Turning from traffic to translation, Meta this past week announced a new system, Universal Speech Translator, that’s designed to interpret unwritten languages like Hokkien. As an Engadget piece on the system notes, thousands of spoken languages don’t have a written component, posing a problem for most machine learning translation systems, which typically need to convert speech to written words before translating the new language and reverting the text back to speech.
To get around the lack of labeled examples of language, Universal Speech Translator converts speech into “acoustic units” and then generates waveforms . Currently, the system is rather limited in what it can do — it allows speakers of Hokkien, a language commonly used in southeastern mainland China, to translate to English one full sentence at a time. But the Meta research team behind Universal Speech Translator believes that it’ll continue to improve.

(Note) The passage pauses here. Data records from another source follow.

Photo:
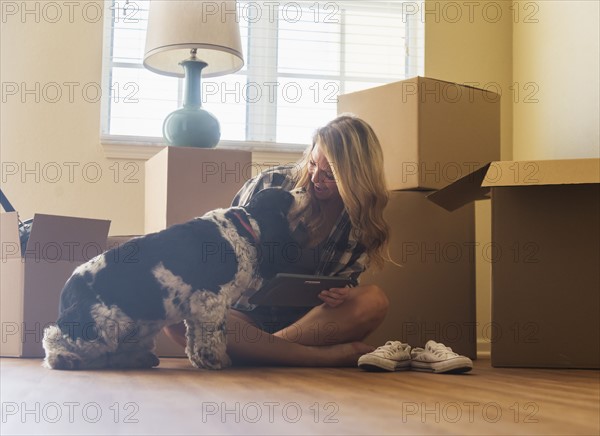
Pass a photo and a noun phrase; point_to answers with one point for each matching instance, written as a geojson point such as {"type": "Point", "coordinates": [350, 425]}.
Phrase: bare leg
{"type": "Point", "coordinates": [360, 314]}
{"type": "Point", "coordinates": [248, 345]}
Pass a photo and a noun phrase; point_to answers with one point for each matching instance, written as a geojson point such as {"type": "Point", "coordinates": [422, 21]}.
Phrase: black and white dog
{"type": "Point", "coordinates": [113, 306]}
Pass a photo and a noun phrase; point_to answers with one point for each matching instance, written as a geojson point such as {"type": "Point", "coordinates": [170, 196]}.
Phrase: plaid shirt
{"type": "Point", "coordinates": [342, 254]}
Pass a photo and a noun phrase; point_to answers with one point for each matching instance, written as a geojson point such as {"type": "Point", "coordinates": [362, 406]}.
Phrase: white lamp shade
{"type": "Point", "coordinates": [175, 27]}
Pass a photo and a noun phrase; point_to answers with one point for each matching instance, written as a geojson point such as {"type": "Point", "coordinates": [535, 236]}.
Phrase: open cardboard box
{"type": "Point", "coordinates": [432, 132]}
{"type": "Point", "coordinates": [545, 257]}
{"type": "Point", "coordinates": [30, 286]}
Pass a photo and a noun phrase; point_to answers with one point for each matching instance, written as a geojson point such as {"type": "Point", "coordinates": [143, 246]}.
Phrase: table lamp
{"type": "Point", "coordinates": [192, 39]}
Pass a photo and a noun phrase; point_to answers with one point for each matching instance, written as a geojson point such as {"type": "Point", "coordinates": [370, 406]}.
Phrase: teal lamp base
{"type": "Point", "coordinates": [192, 127]}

Illustration for AlphaTensor. Image Credits: DeepMind
Illustration for AlphaTensor. Image Credits: DeepMind
Elsewhere within the AI field, researchers at DeepMind detailed AlphaTensor , which the Alphabet-backed lab claims is the first AI system for discovering new, efficient and “provably correct” algorithms. AlphaTensor was designed specifically to find new techniques for matrix multiplication, a math operation that’s core to the way modern machine learning systems work.
To leverage AlphaTensor, DeepMind converted the problem of finding matrix multiplication algorithms into a single-player game where the “board” is a three-dimensional array of numbers called a tensor. According to DeepMind, AlphaTensor learned to excel at it, improving an algorithm first discovered 50 years ago and discovering new algorithms with “state-of-the-art” complexity. One algorithm the system discovered, optimized for hardware such as Nvidia’s V100 GPU, was 10% to 20% faster than commonly used algorithms on the same hardware.